BEIRUT, Lebanon — An outbreak of polio among children in war-torn Syria has prompted a mass immunization campaign that aims to vaccinate 20 million children in seven Middle Eastern nations and territories, the United Nations and the World Health Organization said Friday.
An emergency drive to prevent the transmission of the crippling ailment and other preventable diseases has already resulted in the vaccination of 650,000 children in Syria, including 116,000 in the northeastern province of Dair Alzour, where the polio outbreak was confirmed a week ago, the international agencies said in a statement.

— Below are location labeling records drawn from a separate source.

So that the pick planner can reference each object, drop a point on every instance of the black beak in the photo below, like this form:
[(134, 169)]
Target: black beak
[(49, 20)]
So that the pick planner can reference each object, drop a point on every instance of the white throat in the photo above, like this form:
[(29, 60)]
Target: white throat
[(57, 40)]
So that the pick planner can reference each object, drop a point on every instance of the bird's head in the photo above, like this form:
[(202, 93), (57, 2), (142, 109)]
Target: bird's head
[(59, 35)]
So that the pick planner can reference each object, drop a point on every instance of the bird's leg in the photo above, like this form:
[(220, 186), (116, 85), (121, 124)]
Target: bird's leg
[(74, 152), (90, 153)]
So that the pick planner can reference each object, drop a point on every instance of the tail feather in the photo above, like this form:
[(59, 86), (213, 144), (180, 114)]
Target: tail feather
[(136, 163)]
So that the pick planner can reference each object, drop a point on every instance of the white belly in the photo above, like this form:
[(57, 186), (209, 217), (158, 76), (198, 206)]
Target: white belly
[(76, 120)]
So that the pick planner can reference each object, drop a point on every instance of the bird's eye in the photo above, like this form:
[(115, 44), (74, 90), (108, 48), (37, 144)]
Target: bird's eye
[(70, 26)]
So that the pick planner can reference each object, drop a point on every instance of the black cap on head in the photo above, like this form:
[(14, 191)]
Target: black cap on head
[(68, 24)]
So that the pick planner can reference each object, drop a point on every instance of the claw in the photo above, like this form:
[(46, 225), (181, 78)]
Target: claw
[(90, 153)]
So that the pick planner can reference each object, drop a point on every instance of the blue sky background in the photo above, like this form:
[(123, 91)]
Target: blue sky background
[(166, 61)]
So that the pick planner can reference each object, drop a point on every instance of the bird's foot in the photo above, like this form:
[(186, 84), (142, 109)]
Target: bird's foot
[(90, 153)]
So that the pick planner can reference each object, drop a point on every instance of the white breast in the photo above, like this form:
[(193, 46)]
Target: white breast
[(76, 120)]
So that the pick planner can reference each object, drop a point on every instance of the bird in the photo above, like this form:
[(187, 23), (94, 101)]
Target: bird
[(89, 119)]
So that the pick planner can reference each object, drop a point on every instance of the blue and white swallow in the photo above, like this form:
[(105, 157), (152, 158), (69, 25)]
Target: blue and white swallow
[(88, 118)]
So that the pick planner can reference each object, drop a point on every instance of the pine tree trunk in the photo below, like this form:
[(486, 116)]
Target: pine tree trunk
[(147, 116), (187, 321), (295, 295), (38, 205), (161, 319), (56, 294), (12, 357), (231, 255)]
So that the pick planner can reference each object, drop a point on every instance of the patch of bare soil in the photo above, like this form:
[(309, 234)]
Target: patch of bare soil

The outbreak has left 10 children paralyzed and poses a threat to hundreds of thousands across a region that had not seen polio for nearly a decade, the U.N. said. It is the first polio outbreak in 14 years in Syria, where immunization rates have plummeted since the civil war broke out more than two years ago.
The polio cases underscore how the Syrian civil war has spawned an escalating humanitarian crisis, especially in areas outside government control. Hospitals and clinics have been destroyed, medicines looted and trashed, health care workers have fled and sanitary conditions have deteriorated in many areas.
"The polio outbreak in Syria is not just a tragedy for children: It is an urgent alarm, and a crucial opportunity to reach all under-immunized children wherever they are," Peter Crowley, who heads UNICEF's polio program, said in a statement. "This should serve as a stark reminder to countries and communities that polio anywhere is a threat to children everywhere."
In the last 12 months, the U.N. said, the polio virus has been detected in sewage samples from Egypt, Israel, the West Bank and Gaza Strip. Preliminary analysis indicated that the virus involved in Syria is of Pakistani origin and is similar to the strain found in the sewage samples elsewhere in the Middle East. How it arrived in the region is not known, experts say.